* Noé Comemorável de Oliveira Neto
Tornou-se uma tradição entre os estudantes da terceira série do ensino médio os chamados “trotes” ou prendas, que são realizados em quase todas as escolas que atendem a jovens e adolescentes. Geralmente, os trotes são momentos de descontração onde os alunos se caracterizam de algo ou alguém, por algum tempo, e aproveitam esses momentos para se divertir e afastar um pouco o stress do Enem e dos vestibulares que se aproximam.
Um desses eventos “viralizou” as redes sociais nos últimos dias e, infelizmente, não foi por sua criatividade, mas sim pela falta dela. De acordo com as notícias, o trote em questão aconteceu há dois anos em uma escola da rede privada de Belo Horizonte e tinha como tema: “E se nada der certo?”.
O que gerou grande polêmica foi o fato de os alunos se vestirem de atendente de lanchonete, empregada doméstica, porteiro, motorista, gari, entre outras profissões, para expressar que “se nada der certo” na vida deles eles teriam essa profissão.
Refletindo sobre a incoerência da ação, poderíamos levantar vários questionamentos, mas vou me ater apenas a um: “o que é dar certo?”.
Infelizmente, tenho convicção de que se essa pergunta for feita em uma pesquisa, a maioria das pessoas vai dizer que alguém que deu certo é alguém famoso, ou bem sucedido financeiramente, com um bom emprego ou que ocupa um cargo de destaque na sociedade. Em um contexto mais juvenil poderiam dizer que é alguém que conseguiu a vaga em uma boa universidade ou no tão sonhado intercâmbio. Certamente, a maioria das respostas, assim como a atitude equivocada daqueles adolescentes, colocaria o sucesso atrelado a status.
Mas será que ser um destaque, construir grandes impérios ou conquistar vagas disputadíssimas é sinônimo de ter dado certo? A história, inclusive a história recente de nosso país, nos mostra que não. Vemos, diariamente, impérios desmoronando sobre seus donos, muitas vezes os levando à cadeia, ou a se tornarem foragidos ou até mesmo ao triste suicídio. E isso, certamente, não é dar certo.
Assistimos, constantemente, a uma manipulação de famílias, mídias e instituições, que levam nossos jovens a buscarem uma “profissão de sucesso”, entendendo que isso depende apenas de altos salários. E tristemente vemos jovens se tornando profissionais em determinadas áreas com as quais não possuem nenhuma afinidade, deixando de ser autor da própria história, para trilhar um caminho que não é dele, simplesmente em busca de “dar certo”.

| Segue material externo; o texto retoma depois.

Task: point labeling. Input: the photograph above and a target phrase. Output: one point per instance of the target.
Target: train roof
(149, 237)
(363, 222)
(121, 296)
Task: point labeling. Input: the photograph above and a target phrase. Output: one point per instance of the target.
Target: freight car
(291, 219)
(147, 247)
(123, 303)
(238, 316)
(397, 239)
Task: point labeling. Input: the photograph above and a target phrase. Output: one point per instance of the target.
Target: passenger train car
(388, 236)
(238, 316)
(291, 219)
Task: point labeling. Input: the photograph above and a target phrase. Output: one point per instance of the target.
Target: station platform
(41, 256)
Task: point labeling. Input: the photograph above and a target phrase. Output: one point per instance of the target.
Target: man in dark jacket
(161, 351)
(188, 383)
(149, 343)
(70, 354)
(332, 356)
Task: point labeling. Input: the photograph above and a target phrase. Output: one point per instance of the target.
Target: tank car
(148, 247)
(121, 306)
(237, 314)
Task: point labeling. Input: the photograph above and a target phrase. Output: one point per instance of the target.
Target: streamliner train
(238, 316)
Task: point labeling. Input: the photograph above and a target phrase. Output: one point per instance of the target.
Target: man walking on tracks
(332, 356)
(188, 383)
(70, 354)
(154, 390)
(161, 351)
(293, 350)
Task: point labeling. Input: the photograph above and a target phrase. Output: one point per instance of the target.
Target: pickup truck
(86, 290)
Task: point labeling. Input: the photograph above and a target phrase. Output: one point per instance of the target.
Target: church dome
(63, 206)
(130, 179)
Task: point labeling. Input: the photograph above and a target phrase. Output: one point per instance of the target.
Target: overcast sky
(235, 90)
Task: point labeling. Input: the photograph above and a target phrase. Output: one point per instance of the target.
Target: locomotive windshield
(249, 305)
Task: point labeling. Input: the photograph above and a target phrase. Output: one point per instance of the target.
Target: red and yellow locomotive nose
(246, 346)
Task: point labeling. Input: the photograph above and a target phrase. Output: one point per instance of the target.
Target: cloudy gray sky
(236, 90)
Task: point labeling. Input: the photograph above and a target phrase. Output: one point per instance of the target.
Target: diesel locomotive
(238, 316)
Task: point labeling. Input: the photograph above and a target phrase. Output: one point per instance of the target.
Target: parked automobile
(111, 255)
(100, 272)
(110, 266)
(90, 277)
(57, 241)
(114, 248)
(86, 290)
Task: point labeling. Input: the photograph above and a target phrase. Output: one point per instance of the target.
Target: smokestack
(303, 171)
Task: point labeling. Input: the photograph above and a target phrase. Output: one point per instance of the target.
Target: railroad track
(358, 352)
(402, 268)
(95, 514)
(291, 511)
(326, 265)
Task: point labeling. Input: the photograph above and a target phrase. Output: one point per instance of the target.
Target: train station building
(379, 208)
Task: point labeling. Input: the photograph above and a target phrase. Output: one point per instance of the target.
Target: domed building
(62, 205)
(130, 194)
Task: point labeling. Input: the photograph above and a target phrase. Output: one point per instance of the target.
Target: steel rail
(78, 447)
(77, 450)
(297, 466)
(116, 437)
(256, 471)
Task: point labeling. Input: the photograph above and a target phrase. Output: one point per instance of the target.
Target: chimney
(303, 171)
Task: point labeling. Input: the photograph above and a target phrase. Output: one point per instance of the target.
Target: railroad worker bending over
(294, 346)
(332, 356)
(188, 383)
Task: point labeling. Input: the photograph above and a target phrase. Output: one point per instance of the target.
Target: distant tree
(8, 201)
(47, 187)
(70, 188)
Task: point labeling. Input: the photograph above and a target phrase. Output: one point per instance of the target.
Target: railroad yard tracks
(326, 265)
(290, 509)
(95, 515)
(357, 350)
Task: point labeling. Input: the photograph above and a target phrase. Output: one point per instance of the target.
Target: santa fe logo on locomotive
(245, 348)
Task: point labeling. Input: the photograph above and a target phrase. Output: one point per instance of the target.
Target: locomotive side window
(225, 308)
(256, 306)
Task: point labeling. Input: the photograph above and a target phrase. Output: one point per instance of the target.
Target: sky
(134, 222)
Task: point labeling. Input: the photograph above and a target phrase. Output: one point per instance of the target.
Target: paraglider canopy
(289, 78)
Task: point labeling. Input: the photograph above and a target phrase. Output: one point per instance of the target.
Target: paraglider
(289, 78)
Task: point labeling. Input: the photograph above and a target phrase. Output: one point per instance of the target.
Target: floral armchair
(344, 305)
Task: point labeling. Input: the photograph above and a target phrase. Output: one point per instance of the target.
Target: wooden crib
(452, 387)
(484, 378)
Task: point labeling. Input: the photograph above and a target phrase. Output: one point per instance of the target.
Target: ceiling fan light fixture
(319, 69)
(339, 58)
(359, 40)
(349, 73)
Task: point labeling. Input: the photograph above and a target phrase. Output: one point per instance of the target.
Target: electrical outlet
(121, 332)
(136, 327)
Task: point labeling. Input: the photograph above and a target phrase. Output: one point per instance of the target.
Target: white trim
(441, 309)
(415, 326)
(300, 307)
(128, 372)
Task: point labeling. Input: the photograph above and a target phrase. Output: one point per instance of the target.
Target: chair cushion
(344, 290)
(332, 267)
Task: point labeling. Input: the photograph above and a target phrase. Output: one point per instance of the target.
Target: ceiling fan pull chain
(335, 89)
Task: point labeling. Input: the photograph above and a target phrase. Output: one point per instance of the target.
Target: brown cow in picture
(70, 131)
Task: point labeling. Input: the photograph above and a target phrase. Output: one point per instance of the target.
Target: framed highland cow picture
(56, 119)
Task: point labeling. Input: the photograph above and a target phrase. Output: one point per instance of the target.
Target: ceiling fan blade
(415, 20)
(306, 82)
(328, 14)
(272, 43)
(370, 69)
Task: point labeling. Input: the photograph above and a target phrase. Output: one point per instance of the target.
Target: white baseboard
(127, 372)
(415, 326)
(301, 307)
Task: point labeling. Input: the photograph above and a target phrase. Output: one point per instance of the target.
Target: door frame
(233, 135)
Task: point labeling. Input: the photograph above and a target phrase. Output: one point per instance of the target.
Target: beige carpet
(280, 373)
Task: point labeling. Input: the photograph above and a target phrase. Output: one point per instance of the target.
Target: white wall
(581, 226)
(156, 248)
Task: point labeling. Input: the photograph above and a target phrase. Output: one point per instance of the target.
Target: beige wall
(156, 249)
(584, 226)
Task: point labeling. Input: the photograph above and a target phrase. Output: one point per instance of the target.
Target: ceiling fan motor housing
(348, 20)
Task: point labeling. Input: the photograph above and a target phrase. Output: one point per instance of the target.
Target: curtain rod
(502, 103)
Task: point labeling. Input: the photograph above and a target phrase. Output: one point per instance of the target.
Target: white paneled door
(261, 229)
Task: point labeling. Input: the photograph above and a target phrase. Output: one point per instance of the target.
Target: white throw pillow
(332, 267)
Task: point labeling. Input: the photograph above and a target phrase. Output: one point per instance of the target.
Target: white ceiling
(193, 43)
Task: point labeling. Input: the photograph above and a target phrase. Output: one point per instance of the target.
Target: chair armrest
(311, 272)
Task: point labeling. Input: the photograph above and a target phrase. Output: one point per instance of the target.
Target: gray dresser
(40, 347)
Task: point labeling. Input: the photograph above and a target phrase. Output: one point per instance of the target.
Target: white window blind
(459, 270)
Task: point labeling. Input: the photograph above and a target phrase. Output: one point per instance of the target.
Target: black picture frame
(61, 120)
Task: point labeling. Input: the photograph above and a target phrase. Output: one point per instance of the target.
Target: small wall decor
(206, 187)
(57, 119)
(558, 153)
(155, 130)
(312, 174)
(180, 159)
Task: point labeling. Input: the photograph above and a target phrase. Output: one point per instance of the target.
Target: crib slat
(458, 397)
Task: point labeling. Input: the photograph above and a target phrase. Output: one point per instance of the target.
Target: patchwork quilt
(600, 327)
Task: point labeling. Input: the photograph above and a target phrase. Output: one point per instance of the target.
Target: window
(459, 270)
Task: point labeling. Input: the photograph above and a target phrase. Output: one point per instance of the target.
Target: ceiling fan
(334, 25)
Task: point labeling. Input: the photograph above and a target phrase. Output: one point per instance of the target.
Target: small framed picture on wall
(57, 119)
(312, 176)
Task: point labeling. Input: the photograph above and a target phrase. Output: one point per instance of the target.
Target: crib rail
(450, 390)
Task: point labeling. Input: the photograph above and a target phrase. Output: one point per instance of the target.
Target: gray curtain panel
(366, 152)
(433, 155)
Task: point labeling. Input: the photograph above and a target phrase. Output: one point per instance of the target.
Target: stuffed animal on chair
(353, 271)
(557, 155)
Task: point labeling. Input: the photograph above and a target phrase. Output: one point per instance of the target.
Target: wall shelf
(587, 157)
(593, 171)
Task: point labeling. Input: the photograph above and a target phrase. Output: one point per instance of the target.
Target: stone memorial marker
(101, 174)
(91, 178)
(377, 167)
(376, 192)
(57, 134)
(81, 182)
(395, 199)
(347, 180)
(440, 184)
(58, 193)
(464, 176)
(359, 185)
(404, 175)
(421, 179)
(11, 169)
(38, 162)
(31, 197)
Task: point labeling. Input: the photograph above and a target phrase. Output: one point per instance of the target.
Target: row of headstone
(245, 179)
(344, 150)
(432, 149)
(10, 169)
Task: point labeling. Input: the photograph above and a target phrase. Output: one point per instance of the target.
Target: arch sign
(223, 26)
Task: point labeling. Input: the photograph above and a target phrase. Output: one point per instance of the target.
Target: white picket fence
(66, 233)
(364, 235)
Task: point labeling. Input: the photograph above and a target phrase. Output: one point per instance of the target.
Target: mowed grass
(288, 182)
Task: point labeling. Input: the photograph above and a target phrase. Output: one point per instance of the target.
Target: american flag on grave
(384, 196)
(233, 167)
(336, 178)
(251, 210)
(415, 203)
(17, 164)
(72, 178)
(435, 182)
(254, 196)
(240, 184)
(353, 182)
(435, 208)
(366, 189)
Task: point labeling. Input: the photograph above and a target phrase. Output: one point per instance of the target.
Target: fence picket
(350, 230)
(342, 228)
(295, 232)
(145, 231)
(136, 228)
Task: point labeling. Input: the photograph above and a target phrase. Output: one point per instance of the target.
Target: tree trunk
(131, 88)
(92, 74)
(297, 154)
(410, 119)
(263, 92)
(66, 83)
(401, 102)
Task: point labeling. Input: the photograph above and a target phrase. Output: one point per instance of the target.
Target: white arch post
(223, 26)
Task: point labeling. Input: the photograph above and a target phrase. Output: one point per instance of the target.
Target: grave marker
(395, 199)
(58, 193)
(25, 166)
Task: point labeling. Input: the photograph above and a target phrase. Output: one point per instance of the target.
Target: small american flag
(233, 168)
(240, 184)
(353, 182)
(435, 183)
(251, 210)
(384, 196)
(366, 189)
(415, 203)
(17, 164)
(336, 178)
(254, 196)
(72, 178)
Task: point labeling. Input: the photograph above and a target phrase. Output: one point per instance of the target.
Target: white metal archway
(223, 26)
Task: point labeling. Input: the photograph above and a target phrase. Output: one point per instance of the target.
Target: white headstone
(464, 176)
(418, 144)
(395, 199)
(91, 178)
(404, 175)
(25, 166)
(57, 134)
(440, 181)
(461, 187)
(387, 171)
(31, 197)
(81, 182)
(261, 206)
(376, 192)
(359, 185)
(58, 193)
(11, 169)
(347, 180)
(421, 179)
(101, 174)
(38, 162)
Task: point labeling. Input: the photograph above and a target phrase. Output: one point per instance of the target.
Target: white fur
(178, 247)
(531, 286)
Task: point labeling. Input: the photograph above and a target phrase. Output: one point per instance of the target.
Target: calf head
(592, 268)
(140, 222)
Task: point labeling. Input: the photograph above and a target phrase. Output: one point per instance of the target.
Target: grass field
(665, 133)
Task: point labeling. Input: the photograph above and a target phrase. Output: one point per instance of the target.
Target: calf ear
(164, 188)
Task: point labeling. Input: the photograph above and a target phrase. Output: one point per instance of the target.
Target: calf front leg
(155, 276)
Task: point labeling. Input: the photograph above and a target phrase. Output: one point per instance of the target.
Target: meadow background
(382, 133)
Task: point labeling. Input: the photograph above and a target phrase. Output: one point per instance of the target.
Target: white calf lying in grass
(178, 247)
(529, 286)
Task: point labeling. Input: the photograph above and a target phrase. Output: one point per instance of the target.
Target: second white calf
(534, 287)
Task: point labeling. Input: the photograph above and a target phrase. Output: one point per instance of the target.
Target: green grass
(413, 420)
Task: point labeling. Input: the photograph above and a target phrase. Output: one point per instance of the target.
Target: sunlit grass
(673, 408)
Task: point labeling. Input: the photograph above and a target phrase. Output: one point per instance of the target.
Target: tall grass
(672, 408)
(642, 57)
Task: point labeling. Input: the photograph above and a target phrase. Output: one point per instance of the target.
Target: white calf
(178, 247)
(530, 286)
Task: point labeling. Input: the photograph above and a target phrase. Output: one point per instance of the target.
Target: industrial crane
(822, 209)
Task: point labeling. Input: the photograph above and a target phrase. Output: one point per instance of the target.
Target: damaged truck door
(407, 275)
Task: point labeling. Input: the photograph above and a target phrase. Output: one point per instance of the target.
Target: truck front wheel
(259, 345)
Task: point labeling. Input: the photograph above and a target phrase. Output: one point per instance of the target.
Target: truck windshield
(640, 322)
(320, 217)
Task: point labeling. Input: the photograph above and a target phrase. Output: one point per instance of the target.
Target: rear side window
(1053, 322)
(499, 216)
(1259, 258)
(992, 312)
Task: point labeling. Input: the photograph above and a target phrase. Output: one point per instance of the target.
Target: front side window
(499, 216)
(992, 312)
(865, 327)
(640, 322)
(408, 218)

Como consequência, cada dia mais se tem visto péssimos profissionais em todas as áreas. É o comerciário que desfaz do cliente, o empresário que maltrata o funcionário, o professor cansado de ensinar, o médico que pouco se importa com a vida – insatisfeitos com seu trabalho, com sua profissão, mas persistentes pelo ter e não pelo ser.
Não estou aqui fazendo apologia a se trabalhar “por amor”. É claro que vivemos em um mundo capitalista, onde ter condição financeira para manter saúde, moradia, educação e outras coisas básicas é necessário para se viver com dignidade. Não seria hipócrita de dizer que dinheiro, estudo e emprego estável não são importantes. O que expresso aqui é que nós devemos governá-los e não sermos governados por eles. Não são esses os fatores que determinam quem deu certo.
Acredito que dar certo é não ter de derrubar ninguém para se erguer. É ser feliz, realizado na profissão que escolheu. Dar certo é reconhecer os meus limites e os do próximo, sem ter de impor barreiras entre nós. É respeitar e ser respeitado dentro das virtudes e das limitações que cada um possui.
A atitude equivocada daqueles adolescentes nos serve de lição, para refletirmos se estamos realmente fazendo nossa vida dar certo, do jeito coerente, com ações corretas. Reflitamos! E se tudo der certo, chegaremos ao final de nossa passagem por esse planetinha azul com a nobre sensação de dever cumprido.
* Noé Comemorável de Oliveira Neto é professor da FUNEC no Centro Universitário de Caratinga e na Escola Professor Jairo Grossi. Graduado em Física pelo UNEC, com especialização em Ensino de Física pela mesma instituição e mestrado em ensino de Física pela Universidade Federal de Viçosa, atua em pesquisa voltada para a Educação de Jovens e Adultos. Apesar da formação voltada ao ensino de ciências, o professor possui algumas publicações também na área literária, com contos e poemas publicados em antologias.